Published online by Cambridge University Press: 05 November 2011
When we examine aspects of experience as intimate as those of gender and sexuality, the concept of hegemony helps alert us to the fact that the dynamics of power in the social relations of individuals who are acting and interacting as sexual beings can be extremely subtle and complex.
Cowan, 1990, p.14This chapter will take up several of the themes delineated in earlier chapters. One of these is the continuing project of interrelating social, economic and political circumstances and cultural practices. A second is the process of social power, especially the definition of what is ‘imaginable’. A third is the development of some understanding of the cultural construction of gender in both meanings and values and in practices through which these values are expressed and embodied.
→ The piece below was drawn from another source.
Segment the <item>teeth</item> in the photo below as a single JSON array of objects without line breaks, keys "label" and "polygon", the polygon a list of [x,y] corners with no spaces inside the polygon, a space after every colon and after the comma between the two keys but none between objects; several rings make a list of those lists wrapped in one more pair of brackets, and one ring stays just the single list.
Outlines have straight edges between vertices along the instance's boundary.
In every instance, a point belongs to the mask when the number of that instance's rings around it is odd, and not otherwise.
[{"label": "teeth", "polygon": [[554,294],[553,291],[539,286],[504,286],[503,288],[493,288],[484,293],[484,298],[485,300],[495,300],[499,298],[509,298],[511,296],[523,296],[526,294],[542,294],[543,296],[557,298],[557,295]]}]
Several other themes are also woven into this analysis – for example, the interplay between the subjective and objective and the possibly distorting effects of particular perspectives and analytic frameworks. To this end, I propose to observe the observers, to ask how gender relations have been represented in recent studies of modern Greece. As Paul Rabinow put it, representations are also social facts and deserve scrutiny (1986). Feminist writers have made major contributions to questioning of this kind, from Juliet Mitchell's Woman's Estate (1971) to the complex critiques of phallocentric discourses that have attacked the linguistic and philosophical foundations of self-evident authority (see Pateman and Gross, 1986).